E a troco de quê? Talvez para o benefício da Rússia e da China, cujas vendas de armas ao Irã trarão ganhos financeiros e estenderão sua influência na região à custa dos Estados Unidos e da Europa.
Quanto à Europa, ela pode até ter a esperança de obter alguns falsos elogios por terem se levantado contra o malvado Donald Trump e contra os EUA e, quem sabe, colherem algumas migalhas do comércio com o Irã. Sem a menor sombra de dúvida, isso não promoverá a paz, tampouco a segurança global. Poderá sim haver vantagens para os belicistas aiatolás de Teerã, mas certamente não haverá benefício algum para o povo iraniano nem a outros países do Oriente Médio. Muitos iranianos decentes não querem nada mais do que um basta, a toque de caixa, para os opressores aiatolás que os transformaram em párias e os jogaram na miséria. Se as sanções voltarem como querem os EUA, isso só irá acelerar o fim do regime terrorista de Teerã. Também aumentará a confiança e a segurança dos países árabes, cada vez mais temerosos de um Irã armado com ogivas nucleares.
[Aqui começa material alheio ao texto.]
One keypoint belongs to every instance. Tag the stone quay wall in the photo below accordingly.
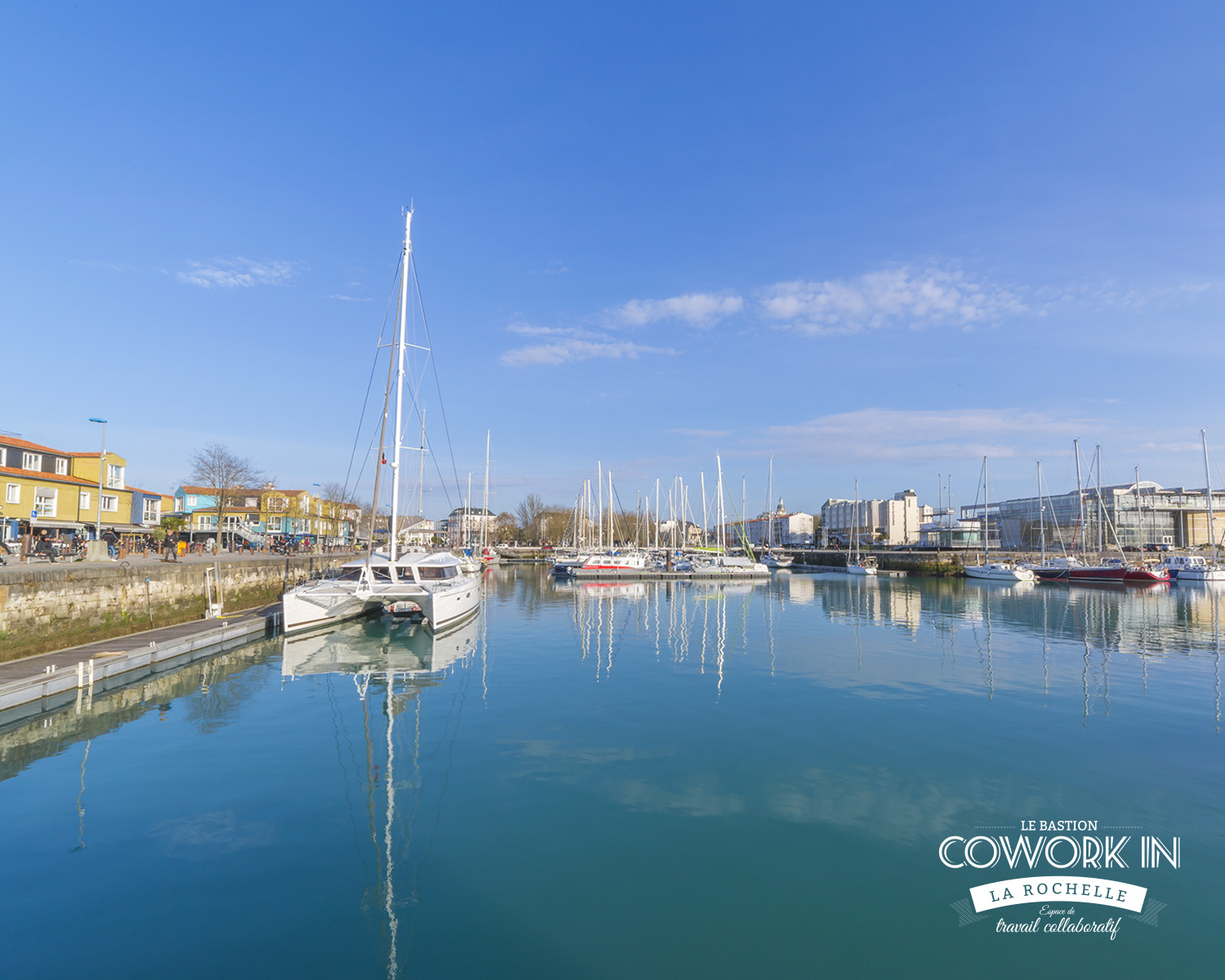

O acomodamento europeu da década de 1930 acabou praticamente pelas mãos de um único homem: Winston Churchill. Cairia como uma luva se Boris Johnson, primeiro-ministro britânico de hoje, que escreveu uma biografia sobre Churchill, refletisse sobre qual seria a reação dele a essa insuportável situação e ficasse ao lado dos nossos aliados americanos no Conselho de Segurança da ONU.
O coronel Richard Kemp é ex-comandante do exército britânico. Ele também foi chefe da equipe internacional contra o terrorismo do Gabinete do Governo do Reino Unido, hoje é redator e palestrante sobre assuntos internacionais e militares.